The young boy stared in awe as military aircraft powered through the skies.

“Which jet is that?” asked his father, pointing to the sky.

“That’s an F-14! And that one over there is an F-16!” the boy answered proudly.

From a young age, Staff Sgt. Jonathan Balko, an electrical and environmental craftsman assigned to the 28th Aircraft Maintenance Squadron, knew he wanted to have a career related to military aviation.

“Quite a few members of my family were military, every branch from Army to Coast Guard,” Balko said. “My father was in the Navy, and I knew I wanted a career in the military -- I just didn’t want to follow too closely in his footsteps. After graduating high school, I took my Armed Services Vocational Aptitude Battery (ASVAB), and got a career choice I was very satisfied with, which allowed me to work closely with aircraft.”

From stepping off the bus into basic training in 2011, to his first deployment in 2012, time flew by.

“When I was a young Airman on my first deployment in Qatar [Al Udeid Air Base], I noticed a senior noncommissioned officer had something he carried with him: an American flag,” Balko noted. “Seeing that kind of thing was inspiring, so I ordered my own flag from an American company back home and had it shipped to my deployed location.”

After Qatar, Balko continued to travel the world performing his duties as an Airman, taking his flag with him everywhere he went.

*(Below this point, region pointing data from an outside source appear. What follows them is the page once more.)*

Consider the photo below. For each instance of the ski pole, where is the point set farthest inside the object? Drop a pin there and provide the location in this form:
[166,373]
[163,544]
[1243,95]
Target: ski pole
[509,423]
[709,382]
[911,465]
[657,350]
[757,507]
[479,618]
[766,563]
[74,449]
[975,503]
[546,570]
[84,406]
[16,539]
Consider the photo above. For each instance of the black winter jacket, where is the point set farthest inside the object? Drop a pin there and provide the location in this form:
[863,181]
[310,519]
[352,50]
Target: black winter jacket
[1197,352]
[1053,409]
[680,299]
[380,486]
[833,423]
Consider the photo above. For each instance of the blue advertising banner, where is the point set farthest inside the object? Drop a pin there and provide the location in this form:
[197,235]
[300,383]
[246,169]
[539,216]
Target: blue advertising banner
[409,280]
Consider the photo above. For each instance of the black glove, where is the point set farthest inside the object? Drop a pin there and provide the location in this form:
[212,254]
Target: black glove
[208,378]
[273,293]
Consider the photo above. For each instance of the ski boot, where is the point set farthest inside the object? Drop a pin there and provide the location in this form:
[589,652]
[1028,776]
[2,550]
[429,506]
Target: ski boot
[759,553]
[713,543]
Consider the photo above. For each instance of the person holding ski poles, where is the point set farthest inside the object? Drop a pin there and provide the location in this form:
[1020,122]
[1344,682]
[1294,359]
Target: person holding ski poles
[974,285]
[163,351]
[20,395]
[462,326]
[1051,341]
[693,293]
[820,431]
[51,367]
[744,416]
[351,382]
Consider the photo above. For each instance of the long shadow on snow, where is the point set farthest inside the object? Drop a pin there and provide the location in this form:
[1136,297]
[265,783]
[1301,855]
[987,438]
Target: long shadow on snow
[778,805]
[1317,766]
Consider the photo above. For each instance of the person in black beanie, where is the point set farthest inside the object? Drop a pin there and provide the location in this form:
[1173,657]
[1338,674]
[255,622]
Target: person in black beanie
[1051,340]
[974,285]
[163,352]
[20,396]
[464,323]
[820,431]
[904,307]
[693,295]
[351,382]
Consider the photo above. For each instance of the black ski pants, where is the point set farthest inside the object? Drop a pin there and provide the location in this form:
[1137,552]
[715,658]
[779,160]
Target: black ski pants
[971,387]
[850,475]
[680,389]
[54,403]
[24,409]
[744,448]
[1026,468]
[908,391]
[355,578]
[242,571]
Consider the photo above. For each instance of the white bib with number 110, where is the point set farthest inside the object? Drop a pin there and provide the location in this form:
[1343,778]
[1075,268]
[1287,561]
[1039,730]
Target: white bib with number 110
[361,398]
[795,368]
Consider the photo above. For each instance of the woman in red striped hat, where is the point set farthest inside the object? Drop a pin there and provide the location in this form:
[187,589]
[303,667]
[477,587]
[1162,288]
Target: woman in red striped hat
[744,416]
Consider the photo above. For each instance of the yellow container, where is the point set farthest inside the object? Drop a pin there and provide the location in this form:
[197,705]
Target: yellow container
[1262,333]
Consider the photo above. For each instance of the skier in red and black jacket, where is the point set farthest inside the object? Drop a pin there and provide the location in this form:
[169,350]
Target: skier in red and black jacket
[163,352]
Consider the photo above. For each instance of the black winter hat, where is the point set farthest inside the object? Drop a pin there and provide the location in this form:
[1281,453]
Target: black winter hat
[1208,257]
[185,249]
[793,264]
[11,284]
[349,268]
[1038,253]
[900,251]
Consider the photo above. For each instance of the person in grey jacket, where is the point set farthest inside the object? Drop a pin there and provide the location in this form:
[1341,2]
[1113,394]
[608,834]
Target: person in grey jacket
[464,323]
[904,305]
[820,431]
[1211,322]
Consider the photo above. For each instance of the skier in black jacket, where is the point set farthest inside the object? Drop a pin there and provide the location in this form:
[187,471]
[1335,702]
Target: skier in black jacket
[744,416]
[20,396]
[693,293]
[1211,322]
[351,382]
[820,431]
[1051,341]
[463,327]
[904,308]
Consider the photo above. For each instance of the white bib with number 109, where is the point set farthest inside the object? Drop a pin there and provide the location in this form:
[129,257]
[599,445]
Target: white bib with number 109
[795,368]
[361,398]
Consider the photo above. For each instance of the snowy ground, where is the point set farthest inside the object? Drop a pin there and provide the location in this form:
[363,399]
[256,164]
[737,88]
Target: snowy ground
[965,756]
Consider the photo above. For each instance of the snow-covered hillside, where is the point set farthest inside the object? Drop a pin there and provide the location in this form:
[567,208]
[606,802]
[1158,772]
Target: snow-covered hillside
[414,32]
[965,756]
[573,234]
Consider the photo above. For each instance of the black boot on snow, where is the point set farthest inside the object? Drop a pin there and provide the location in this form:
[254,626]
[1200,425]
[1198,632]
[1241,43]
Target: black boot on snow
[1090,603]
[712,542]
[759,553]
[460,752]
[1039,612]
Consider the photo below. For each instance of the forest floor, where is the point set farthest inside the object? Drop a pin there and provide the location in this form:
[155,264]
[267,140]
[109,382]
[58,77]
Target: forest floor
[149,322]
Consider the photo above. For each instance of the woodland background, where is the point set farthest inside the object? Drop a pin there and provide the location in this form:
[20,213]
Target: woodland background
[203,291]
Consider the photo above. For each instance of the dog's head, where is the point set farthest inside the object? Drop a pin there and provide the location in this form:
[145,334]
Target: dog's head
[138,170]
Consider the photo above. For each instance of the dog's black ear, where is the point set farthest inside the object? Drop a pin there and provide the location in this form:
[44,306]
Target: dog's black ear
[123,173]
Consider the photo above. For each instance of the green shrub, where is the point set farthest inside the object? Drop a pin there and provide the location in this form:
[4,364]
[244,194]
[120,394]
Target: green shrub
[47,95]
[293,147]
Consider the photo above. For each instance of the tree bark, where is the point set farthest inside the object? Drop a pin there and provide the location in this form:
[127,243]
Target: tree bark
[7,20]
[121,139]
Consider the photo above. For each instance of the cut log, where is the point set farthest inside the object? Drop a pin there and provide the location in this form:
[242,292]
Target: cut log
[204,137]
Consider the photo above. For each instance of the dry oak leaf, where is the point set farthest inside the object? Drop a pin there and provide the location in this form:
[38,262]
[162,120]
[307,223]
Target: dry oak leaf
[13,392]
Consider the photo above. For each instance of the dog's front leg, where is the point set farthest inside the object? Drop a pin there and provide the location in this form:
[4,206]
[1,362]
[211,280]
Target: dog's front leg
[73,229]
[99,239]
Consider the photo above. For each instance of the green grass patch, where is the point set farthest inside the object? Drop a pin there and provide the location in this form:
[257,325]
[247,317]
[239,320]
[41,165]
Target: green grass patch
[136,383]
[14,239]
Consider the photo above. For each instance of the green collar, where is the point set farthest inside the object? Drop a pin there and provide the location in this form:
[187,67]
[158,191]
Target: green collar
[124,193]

For each place the flag has been, Balko tracks the location and places a tally mark to indicate the number of times it has been to that place.

“This flag has been everywhere with me ever since the first deployment,” Balko noted. “Every duty station, every temporary duty location, every deployment. I also take it with me on personal trips.”

From the deserts of Afghanistan for Operation Enduring Freedom to the skies over Nevada during a Red Flag training exercise, Old Glory has flown proud in memorable locations. In total, Balko’s flag has flown over 20 locations.

“One of my favorite places my flag has been has to be Fort McHenry in Baltimore, Maryland,” Balko recalled. “I was there on a trip with my family, and I had asked one of the guys who worked there about getting a picture with my flag, and the man turned around and said to a coworker, ‘Hey Jim, these guys want to fly their flag!’ So I actually got to fly my flag on the same location where our National Anthem was written; it was such a humbling moment.”

Balko said he hopes to continue his adventures with the flag after he retires from the Air Force because there are still plenty of places he has yet to display his flag proudly.

“At the end of your service, retirees are given a folded flag,” he said. “But there isn’t a real story behind it. To me, my flag has character. It’s not just a flag, it’s a symbol of our nation. I want to be able to have something, a legacy of sorts, to pass down to my future children so they can take it on their own adventures someday.”